Its location in the assembled key is at the lower right (304).  In operation, the spring presses the lever plate float against the lever support, and pressing either fingerpiece “rocks” the plate out of position.  The two brass balls maintain the lever in register; they run in polished holes in the support upright that are 0.001 inches oversize. 

      Prior to final finishing and polishing, the key was assembled for a preliminary test.  At the upper left (314), the lever is mounted to the base block; the pendulum and its associated parts are at the upper left (309).  In (306) the pendulum is in place and the key is waiting for the lever magnet arm

to be attached.  The final rough assembly is at the bottom right (302).

        At this stage the key was functional and ready for a quick test, which is shown below.  The reed switch was temporarily placed in the switch tube, and clip leads made the connections to the test oscillator.  The key worked well, and the proper position of the reed switch within the tube was marked.  At this point the key was disassembled for final machining and polishing.

Final Assembly

            The three modules are at the upper left (427), and are assembled as shown (without the pendulum) at the upper right (412).  The wiring between the contacts and the reed switch runs in channels cut in the base (lower left, 435), with ample slack allowed for adjustment of the reed switch position.  The finished key is at the lower right (380).

 Some Final Comments

            Several views of the finished key are shown here.  While the key is quite small, its weight of 9.7 ounces and the rubber feet make it surprisingly stable in use, and it does not need to be held down to keep it in  place.  The speed range is range is from about 10 to 25 words per minute,



with minimal interaction between settings, although some “touching up” at each speed setting made for better sounding CW.  Because of the statically-balanced pendulum, the bug is very insensitive to position – it can operate on its side or upside-down.  While mobile-in-motion CW is a possibility and a temptation, safety considerations argue against this application.
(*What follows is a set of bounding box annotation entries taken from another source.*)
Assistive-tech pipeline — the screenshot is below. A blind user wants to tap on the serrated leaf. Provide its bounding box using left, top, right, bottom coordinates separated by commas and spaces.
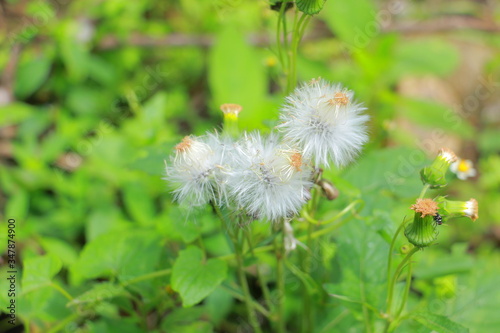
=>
411, 312, 469, 333
295, 0, 326, 15
171, 246, 227, 307
71, 230, 161, 284
21, 255, 62, 293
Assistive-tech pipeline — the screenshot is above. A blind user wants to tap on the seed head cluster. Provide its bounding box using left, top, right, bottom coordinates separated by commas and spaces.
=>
166, 79, 368, 221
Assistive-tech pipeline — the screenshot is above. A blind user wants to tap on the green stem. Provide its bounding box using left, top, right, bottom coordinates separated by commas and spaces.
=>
395, 261, 412, 320
245, 230, 272, 309
386, 247, 420, 324
221, 285, 271, 318
274, 219, 286, 333
418, 184, 430, 199
212, 204, 262, 333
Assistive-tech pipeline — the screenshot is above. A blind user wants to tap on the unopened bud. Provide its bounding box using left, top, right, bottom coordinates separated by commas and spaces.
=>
420, 148, 457, 188
405, 199, 438, 247
436, 197, 479, 221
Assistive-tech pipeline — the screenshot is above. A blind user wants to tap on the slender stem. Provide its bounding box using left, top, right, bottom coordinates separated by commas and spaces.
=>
387, 220, 405, 300
395, 261, 412, 319
386, 247, 420, 322
274, 219, 286, 333
50, 282, 73, 301
245, 230, 272, 309
418, 184, 430, 199
212, 204, 262, 333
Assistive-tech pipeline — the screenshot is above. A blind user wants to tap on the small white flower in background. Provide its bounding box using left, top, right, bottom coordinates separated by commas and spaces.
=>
166, 133, 232, 207
228, 133, 312, 221
450, 158, 476, 180
277, 79, 369, 166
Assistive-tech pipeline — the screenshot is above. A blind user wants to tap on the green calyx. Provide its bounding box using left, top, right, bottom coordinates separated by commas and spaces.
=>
420, 149, 456, 188
405, 213, 438, 247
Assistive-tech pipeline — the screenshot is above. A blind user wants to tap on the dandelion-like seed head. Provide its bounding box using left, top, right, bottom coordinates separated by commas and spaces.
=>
277, 79, 369, 166
464, 198, 479, 221
165, 133, 232, 207
220, 103, 243, 117
228, 133, 312, 221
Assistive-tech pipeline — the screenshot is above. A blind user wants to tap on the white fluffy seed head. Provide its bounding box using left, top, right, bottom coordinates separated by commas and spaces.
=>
277, 79, 369, 166
165, 133, 233, 207
228, 133, 312, 221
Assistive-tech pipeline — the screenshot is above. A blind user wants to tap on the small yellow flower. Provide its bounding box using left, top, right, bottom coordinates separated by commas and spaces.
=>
450, 158, 476, 180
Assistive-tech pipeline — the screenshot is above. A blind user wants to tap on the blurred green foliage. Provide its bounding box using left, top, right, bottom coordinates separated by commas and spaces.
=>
0, 0, 500, 333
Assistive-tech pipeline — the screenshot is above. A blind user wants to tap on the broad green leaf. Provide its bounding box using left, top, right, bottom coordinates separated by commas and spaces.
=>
295, 0, 326, 15
411, 312, 469, 333
71, 230, 161, 284
68, 282, 127, 306
0, 102, 36, 126
208, 26, 270, 128
40, 237, 78, 266
123, 183, 155, 225
328, 220, 389, 313
21, 255, 62, 293
171, 246, 227, 307
321, 0, 376, 49
14, 58, 51, 99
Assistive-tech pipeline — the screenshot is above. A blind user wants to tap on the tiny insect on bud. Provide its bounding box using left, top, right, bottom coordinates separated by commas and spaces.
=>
405, 199, 438, 248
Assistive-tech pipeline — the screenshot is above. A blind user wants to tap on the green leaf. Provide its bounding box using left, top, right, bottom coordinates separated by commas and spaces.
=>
321, 0, 381, 49
208, 26, 273, 128
0, 102, 36, 126
326, 217, 389, 314
171, 246, 227, 307
123, 183, 155, 225
21, 255, 62, 293
295, 0, 326, 15
70, 230, 161, 284
411, 312, 469, 333
68, 282, 127, 306
14, 58, 51, 99
40, 237, 78, 266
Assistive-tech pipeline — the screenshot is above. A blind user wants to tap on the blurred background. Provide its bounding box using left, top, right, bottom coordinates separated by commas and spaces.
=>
0, 0, 500, 332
            So how does this bug compare with its predecessors?  The picture above shows it in comparison with the NanoBug III – it is definitely smaller.  The size of the bug, in this configuration at least, seems to have reached a lower limit for a bug that can be used reliably with one hand.  The feel of the bug is like that of Nano III.  In contrast to NanoBug II, it has a well-defined center position; the ball pivots give it a very smooth action.  Paddle travel in the dot direction is comfortably small, unlike Nano I, which required rather large paddle travel and was very sensitive to the position of the bug.  Pico I uses polished aluminum fingerpieces that have minimal drag on the fingers, feeling more like polished wood than the acrylic plastic used on the other bugs.

Eliminating some of the parts of the NanoBug III has resulted in a smaller and lighter instrument with essentially the same feel and performance.  I suppose that this is consistent with the goals of QRP operation.

            There is still room for improvement; the current method for setting the position of the magnet arm makes it subject to being bumped out of position, and this will be remedied in the next try.   A couple of new designs, of roughly the same size but with different arrangements of parts, are in progress, and it remains to be seen if they will be a significant improvement.